As the budget for the Korea Venture Investment Corporation’s (KVIC) mother fund, a representative anchor LP, decreases and private LPs close their wallets due to high interest rates, the difficulties are intensifying. Although they need to steadily form funds and increase profits from fund management, the situation is not easy. Therefore, there is a tendency to slowly deplete existing funds. Consequently, analysts’ work is also decreasing.


A lead fund manager-level analyst said, “Investment is our business, but being unable to invest is causing stress,” and added, “We are actively engaging in LP sales, but funding remains difficult.” He continued, “The fundraising challenge is huge, and there is no sign of improvement,” explaining, “Many analysts prefer to move to CVCs to invest without worrying about funds.”
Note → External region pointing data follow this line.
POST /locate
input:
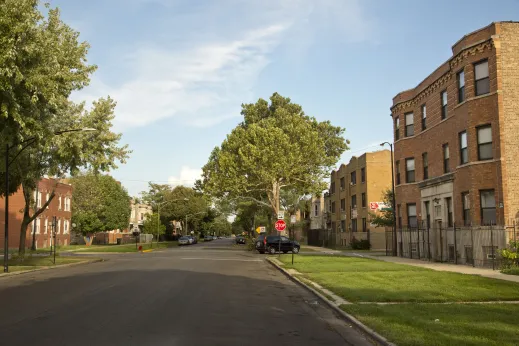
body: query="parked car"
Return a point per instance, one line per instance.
(273, 243)
(184, 241)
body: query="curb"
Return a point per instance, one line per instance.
(3, 275)
(359, 325)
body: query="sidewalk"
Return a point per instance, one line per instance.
(455, 268)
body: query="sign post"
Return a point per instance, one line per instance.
(293, 220)
(280, 227)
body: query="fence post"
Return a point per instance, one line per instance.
(472, 246)
(492, 247)
(455, 246)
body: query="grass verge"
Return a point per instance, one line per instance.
(30, 263)
(421, 319)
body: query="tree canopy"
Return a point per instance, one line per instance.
(99, 203)
(41, 63)
(276, 146)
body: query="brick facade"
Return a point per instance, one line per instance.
(349, 196)
(60, 207)
(438, 197)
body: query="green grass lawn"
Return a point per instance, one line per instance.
(127, 247)
(413, 323)
(459, 324)
(36, 262)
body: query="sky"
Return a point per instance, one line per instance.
(180, 69)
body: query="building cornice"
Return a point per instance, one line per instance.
(456, 60)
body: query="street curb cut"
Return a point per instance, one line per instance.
(4, 275)
(359, 325)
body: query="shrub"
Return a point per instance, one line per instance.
(360, 244)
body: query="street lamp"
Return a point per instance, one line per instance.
(158, 214)
(393, 199)
(8, 148)
(202, 212)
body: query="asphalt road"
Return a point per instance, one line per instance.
(183, 296)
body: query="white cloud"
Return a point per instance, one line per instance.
(201, 77)
(187, 177)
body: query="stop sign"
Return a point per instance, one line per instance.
(280, 225)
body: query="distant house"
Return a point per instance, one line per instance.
(138, 214)
(59, 207)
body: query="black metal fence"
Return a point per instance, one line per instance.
(478, 246)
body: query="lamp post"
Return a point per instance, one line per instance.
(393, 199)
(202, 212)
(158, 214)
(8, 148)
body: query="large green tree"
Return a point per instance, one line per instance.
(276, 146)
(41, 63)
(99, 203)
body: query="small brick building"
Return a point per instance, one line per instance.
(457, 135)
(60, 207)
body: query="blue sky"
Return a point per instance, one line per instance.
(180, 69)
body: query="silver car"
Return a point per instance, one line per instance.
(184, 241)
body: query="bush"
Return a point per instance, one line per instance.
(360, 244)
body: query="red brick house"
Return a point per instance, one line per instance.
(60, 207)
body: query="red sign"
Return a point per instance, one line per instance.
(280, 225)
(373, 205)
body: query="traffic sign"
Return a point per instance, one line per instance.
(280, 225)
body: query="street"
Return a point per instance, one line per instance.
(204, 294)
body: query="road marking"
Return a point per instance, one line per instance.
(221, 259)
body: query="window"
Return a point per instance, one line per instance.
(397, 128)
(485, 143)
(488, 207)
(424, 117)
(446, 156)
(481, 77)
(397, 168)
(464, 153)
(399, 211)
(409, 171)
(411, 215)
(444, 104)
(409, 124)
(461, 86)
(425, 161)
(465, 202)
(448, 202)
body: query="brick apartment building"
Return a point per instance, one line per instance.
(352, 188)
(457, 135)
(60, 207)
The number of lead personnel choosing to move to CVCs has also increased. Shin Kwan-ho, head of Prologue Ventures, joined the company affiliated with Hyundai Corporation after working at Korea Technology Investment (now SBI Investment), LIG Investment Securities PE division, Trinity Equity Partners, Union Investment Partners, and NH Venture Investment. Jo Dong-geon, CEO of LF Investment affiliated with LF, previously served as Vice President at DT&I Investment after working at M Ventures Investment. F&F Partners, affiliated with F&F, is led by CEO Noh Woo-ram, who has been active at M Ventures Investment, Neoplux (now Shinhan Venture Investment), and Square Ventures.


The movement of analysts is interpreted as a preemptive measure in preparation for a crisis expected to intensify next year. According to the Ministry of SMEs and Startups’ data on venture fund formation this year, a total of 278 venture funds worth 7.0517 trillion KRW were formed by the third quarter. The number of funds and the amount raised recorded the highest for the first to third quarters ever. Although the performance was solid until the third quarter, the industry expects the crisis to intensify in the fourth quarter and the first and second quarters of next year.
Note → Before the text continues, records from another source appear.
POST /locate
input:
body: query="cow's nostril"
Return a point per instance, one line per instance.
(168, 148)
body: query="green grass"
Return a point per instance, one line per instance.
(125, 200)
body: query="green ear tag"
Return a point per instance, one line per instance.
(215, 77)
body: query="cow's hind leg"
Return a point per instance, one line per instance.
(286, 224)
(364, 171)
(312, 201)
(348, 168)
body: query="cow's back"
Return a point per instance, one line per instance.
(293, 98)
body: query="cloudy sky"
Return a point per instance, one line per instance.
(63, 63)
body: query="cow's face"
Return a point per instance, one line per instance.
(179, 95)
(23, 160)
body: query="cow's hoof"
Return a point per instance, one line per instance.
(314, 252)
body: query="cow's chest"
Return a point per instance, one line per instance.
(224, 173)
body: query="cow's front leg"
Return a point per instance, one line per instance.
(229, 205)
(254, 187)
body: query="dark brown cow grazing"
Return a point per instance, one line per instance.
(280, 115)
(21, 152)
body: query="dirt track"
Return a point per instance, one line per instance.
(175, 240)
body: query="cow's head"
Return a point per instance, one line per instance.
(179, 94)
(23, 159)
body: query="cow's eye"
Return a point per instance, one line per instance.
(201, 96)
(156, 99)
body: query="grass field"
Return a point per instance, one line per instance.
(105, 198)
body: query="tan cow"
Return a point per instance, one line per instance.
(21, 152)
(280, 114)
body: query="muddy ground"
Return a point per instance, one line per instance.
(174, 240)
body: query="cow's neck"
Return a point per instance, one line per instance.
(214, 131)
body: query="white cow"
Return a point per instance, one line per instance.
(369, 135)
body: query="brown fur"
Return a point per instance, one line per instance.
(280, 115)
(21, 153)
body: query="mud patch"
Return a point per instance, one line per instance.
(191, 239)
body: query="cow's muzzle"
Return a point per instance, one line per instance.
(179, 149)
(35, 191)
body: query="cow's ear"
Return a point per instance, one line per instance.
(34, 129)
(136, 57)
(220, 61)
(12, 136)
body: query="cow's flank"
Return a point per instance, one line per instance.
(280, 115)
CVCs are taking advantage of the favorable moment. A CVC representative said, “Traditional VC professionals from venture capital companies are steadily knocking on CVC’s door,” and added, “We feel that the status of CVCs has changed.” He emphasized, “At times like this, we need to secure high-level talent to complete the investment team,” and noted, “Although the performance bonus system is insufficient, we are offering various incentives centered on high salaries.”


Additionally, a path to securing policy funds has opened. The Ministry of Trade, Industry and Energy has launched the first-ever CVC fund investment project. The ministry selected two entrusted operators (GPs) for the ‘CVC Innovation Enterprise Support Scale-up Fund (CVC Fund)’ and plans to invest 20 billion KRW each. CJ Investment, Prologue Ventures, and Hyosung Ventures are competing.